Author: Craig Matovich
Date: 2007-01-06 17:33
On another reed experiment...
He said regarding trimming the tip,"Yeah, it's really not that hard to do with a plaque. Raising it at an angle on the chopping block makes a kind of curve shape to your tip, and never gives you a clean, straight cut across the top. Hence, my plaque cutting."
By cooincidence I was just yesterday wondering why clarinet and sax reeds have the reed tip curvature and we oboe and bassoon players emphasize cutting so straight a tip?
So, today I tried something different... I cut a curved tip on purpose.
After clipping to a offset tip in the usual 'straight' manner, I inserted the plaque and began nipping away at the corners until I'd emulated the curved shape of a sax reed.

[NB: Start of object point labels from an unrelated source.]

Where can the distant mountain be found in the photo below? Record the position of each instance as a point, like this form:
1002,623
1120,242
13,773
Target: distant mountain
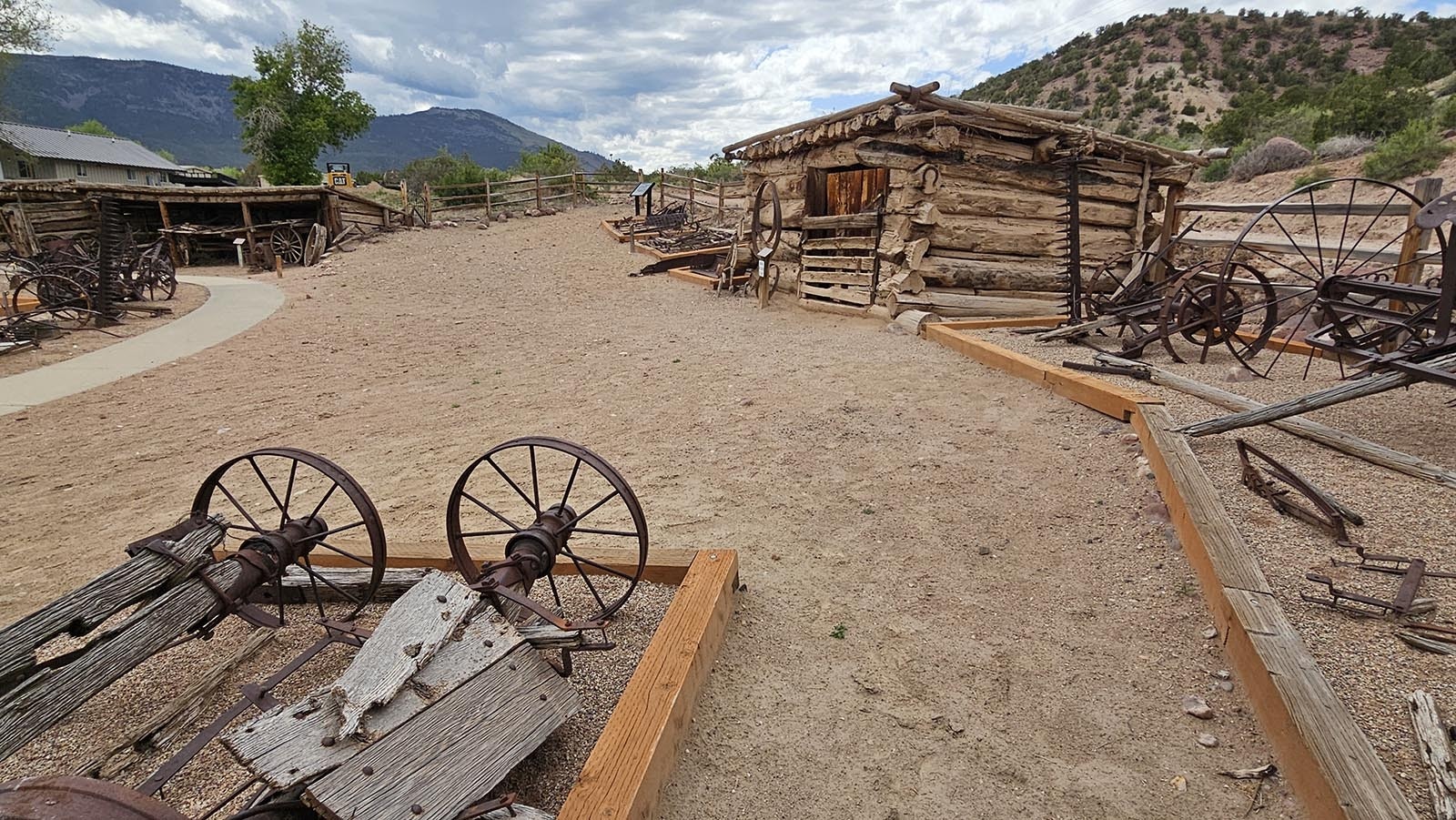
491,140
1179,70
191,114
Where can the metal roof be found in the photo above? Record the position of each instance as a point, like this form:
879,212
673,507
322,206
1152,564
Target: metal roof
58,143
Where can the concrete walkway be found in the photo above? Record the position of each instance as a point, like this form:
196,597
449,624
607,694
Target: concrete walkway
232,308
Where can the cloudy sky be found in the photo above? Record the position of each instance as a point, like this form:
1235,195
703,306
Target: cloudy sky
647,82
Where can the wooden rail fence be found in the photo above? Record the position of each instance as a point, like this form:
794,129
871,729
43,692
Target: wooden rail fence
703,196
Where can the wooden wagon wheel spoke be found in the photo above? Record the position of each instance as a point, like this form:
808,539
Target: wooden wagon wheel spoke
521,481
249,484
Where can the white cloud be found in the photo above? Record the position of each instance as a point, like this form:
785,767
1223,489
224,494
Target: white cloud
652,84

I started with a 70 mm reed length, then clipped corner triangles about 1/2 mm, then worked the outside corners back to 69 mm and rounded the inside corners around to gradually meet the 70 mm portion of the tip.
In this case, there is still aprox. 1/3 the reed tip cut straight.

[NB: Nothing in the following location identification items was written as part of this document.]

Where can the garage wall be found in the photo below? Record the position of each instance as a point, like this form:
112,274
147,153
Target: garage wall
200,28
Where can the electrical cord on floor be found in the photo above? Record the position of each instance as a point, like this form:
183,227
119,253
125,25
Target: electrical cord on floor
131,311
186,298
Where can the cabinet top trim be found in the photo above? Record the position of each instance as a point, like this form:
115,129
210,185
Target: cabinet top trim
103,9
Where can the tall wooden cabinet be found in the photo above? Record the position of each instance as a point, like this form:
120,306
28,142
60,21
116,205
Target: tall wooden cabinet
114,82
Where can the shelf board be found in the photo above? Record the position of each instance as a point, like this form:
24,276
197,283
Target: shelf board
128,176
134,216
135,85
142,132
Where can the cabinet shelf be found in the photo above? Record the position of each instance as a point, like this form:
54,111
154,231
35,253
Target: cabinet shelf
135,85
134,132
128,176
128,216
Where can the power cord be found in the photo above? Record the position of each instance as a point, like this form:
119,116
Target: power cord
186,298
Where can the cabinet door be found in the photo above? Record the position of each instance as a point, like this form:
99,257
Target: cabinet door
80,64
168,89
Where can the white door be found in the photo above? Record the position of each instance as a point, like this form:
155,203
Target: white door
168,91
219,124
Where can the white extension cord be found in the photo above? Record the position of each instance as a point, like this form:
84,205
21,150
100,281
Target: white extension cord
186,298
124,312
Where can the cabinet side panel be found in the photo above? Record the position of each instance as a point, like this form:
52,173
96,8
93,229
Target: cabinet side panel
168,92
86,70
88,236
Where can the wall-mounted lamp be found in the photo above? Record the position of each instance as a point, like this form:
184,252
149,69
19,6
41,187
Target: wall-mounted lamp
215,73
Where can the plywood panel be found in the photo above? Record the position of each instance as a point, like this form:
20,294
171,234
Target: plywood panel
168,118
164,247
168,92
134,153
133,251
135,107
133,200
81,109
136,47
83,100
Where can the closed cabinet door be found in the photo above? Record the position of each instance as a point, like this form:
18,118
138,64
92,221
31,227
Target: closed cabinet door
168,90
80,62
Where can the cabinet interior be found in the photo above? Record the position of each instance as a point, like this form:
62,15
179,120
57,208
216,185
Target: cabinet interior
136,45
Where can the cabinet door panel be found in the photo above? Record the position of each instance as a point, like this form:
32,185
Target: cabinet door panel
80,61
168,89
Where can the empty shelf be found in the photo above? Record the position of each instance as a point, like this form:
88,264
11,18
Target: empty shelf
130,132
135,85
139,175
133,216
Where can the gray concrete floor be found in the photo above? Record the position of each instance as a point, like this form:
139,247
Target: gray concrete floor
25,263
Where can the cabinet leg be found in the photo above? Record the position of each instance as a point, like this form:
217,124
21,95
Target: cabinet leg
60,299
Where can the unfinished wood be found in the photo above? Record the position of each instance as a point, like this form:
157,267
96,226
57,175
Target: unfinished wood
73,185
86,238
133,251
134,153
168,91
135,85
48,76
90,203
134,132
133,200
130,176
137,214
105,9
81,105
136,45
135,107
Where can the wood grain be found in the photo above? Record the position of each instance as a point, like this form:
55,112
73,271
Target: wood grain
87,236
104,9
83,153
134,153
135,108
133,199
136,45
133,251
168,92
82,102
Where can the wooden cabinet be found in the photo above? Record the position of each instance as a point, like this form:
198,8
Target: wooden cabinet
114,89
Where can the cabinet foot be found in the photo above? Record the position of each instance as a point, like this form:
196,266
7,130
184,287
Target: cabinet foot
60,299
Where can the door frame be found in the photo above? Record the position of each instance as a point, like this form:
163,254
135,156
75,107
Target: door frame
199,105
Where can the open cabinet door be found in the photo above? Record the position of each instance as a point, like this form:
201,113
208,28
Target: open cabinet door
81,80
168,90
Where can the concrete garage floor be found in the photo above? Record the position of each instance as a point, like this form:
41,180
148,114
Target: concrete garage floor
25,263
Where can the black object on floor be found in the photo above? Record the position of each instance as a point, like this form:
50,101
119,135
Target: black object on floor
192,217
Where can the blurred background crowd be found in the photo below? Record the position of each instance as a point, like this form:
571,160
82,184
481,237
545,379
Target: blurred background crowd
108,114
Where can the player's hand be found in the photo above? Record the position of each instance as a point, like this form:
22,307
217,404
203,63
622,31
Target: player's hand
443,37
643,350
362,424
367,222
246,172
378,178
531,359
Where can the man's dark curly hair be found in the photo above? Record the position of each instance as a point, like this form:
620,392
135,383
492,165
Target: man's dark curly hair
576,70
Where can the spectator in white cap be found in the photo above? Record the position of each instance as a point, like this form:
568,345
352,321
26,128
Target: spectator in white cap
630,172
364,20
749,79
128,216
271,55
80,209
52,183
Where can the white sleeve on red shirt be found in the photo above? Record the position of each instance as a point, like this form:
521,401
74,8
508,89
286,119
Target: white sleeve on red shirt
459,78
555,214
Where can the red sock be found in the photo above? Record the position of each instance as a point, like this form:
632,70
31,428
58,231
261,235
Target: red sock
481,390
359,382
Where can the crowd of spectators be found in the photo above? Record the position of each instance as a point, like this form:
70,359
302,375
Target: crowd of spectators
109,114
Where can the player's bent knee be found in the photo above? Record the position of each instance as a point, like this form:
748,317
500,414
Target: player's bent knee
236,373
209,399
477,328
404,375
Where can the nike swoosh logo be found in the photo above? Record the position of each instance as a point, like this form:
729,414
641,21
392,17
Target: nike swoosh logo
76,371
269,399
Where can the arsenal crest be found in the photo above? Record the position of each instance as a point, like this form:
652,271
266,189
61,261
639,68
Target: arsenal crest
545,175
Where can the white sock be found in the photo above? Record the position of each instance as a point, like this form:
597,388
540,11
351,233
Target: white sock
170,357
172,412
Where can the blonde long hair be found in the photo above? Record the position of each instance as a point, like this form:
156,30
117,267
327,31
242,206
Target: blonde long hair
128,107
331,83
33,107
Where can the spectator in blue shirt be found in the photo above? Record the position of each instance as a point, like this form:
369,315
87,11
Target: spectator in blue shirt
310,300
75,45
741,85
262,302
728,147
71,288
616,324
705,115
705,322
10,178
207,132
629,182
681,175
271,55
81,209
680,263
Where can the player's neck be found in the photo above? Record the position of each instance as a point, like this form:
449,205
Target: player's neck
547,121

These are both 2nd day reeds, tied and opened yesterday, and today scraped until playable and still a bit low in pitch. A= 436 - 438 hz.
Since I was going to finish them to 68.5 - 69 mm anyway ( I use 46 mm tubes), I thought this would be a fun way to experiment without wasting good cane.
I am surprized at what happened and eager to see how they work tomorrow after drying and perhaps a bit more finishing.
Three things I note so far, the pitch came up a bit which I would not expect until I clip the tip again and the tongueing response really improved compared the the pre-rounded tip treatment and no other change was made except for a few minutes playing on them. And, I can't even make the annoying too much tongue popping sound...even tongueing striaght on the center.
p.s.-- I acknowledged in another post, I'm snow bound a going a bit nuts.
But there may still be something to this.